Villagers weed tea garden

People remove weeds from Badamtam Tea Estate near Darjeeling on Friday. Picture by Passang Yolmo
TT, Calcutta, July 14: People of a tiny hamlet in the hills support Gorkhaland but also want to save their tea garden, which is not only their economic backbone but also a "heritage" with which their life and culture are entwined.
While government offices and other public properties across the hills are being torched, almost the entire populace - including teachers, students and health workers - has volunteered to remove weeds from the Goodricke-owned Badamtam Tea Estate.
The villagers are balancing the agitation and voluntary service.

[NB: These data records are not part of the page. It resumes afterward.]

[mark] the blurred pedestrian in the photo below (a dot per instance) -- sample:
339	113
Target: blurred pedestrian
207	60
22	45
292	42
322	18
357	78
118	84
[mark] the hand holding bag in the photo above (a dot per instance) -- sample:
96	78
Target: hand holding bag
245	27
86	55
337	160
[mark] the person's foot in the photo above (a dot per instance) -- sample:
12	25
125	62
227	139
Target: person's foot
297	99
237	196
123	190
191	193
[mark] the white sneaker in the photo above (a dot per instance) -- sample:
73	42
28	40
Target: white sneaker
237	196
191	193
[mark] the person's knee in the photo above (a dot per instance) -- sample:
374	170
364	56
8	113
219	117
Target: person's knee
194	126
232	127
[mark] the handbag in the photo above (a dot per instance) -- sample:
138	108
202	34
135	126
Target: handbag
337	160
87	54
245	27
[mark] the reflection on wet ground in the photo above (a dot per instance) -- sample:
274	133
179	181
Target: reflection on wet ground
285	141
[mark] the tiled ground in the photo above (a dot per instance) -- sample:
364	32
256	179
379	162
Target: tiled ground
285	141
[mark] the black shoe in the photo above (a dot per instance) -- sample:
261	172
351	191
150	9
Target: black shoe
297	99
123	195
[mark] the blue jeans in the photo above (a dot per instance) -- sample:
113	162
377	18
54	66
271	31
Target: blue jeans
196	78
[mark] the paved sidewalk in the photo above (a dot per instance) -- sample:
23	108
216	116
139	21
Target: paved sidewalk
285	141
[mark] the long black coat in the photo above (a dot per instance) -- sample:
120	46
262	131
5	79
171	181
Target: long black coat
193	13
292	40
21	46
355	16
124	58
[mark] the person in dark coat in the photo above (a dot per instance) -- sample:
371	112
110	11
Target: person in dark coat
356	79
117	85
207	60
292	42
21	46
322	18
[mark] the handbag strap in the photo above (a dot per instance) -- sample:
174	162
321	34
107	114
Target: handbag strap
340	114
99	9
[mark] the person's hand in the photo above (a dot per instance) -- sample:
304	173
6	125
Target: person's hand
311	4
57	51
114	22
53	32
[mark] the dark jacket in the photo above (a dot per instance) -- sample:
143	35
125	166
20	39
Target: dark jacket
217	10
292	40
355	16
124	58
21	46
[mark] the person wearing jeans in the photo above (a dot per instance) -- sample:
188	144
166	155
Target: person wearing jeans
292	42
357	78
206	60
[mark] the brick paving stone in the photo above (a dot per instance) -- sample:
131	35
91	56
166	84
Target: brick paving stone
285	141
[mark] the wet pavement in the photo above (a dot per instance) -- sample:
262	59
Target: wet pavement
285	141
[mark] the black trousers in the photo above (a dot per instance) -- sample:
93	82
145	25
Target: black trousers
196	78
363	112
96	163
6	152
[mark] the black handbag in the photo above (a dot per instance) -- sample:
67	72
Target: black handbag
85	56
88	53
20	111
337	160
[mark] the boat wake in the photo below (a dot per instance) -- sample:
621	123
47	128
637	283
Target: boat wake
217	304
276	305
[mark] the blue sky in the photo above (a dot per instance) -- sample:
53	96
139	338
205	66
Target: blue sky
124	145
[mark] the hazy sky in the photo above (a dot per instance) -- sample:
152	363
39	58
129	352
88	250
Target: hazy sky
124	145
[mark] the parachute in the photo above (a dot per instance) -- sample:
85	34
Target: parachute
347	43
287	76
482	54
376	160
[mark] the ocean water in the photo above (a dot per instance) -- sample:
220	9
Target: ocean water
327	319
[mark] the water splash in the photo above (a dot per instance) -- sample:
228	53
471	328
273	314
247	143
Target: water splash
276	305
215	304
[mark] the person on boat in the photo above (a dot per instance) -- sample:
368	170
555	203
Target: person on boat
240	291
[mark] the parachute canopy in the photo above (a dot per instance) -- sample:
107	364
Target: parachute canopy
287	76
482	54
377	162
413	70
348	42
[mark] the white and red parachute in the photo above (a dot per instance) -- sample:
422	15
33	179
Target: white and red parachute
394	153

"Everyday, people, packed in 10-12 vehicles, go to Darjeeling to attend Gorkhaland rallies. We wholeheartedly support the demand. At the same time, we also want to save our tea garden and the rest of us volunteer to clean the garden which is part of our heritage, life and culture," said Mahendra Mukhia, the president of Sirubari Goan Samaj, a social organisation.
The garden is 16km from Darjeeling.
The villagers are weeding the estate to ensure that outgrowths don't destroy tea bushes.
"This is purely a volunteer work and a social initiative. No one expects to be paid and it is not just the garden workers who are lending a helping hand," said D.P. Pradhan, a senior Gorkha Janmukti Morcha leader and a former GTA Sabha member from the areas.
The garden employs 1,350 permanent workers and for the past one week, at least 300-400 people have been weeding the plantation in turns everyday.
An industry insider said: "The second flush is gone as tealeaves are overgrown and cannot be used for production. However, weeding is most important as this will save tea bushes."
Even if the general strike is lifted, tea industry insiders say, it would take "a minimum of one month" to finish the weeding and pruning and then wait for new leaves to bloom.
"Even if Gorkhaland is granted, the industry has to survive," said a worker.
The local Badamtam Co-operative Society is using its own funds to cook food for the workers. "The society is providing 125gm of rice and lentils per volunteer who is coming to weed the garden," said Pradhan.
The volunteers work in batches from 9am to 3pm.
Badamtam has a population of 5,000. Sources said the garden spread over 350 hectares produced about 1.30 lakh kg of made tea annually.
Of the total produce, 50,000 kg of made tea is manufactured during the second flush, which is almost "nil" because of the ongoing strife.
There are 87 tea gardens in the hills which are currently shut.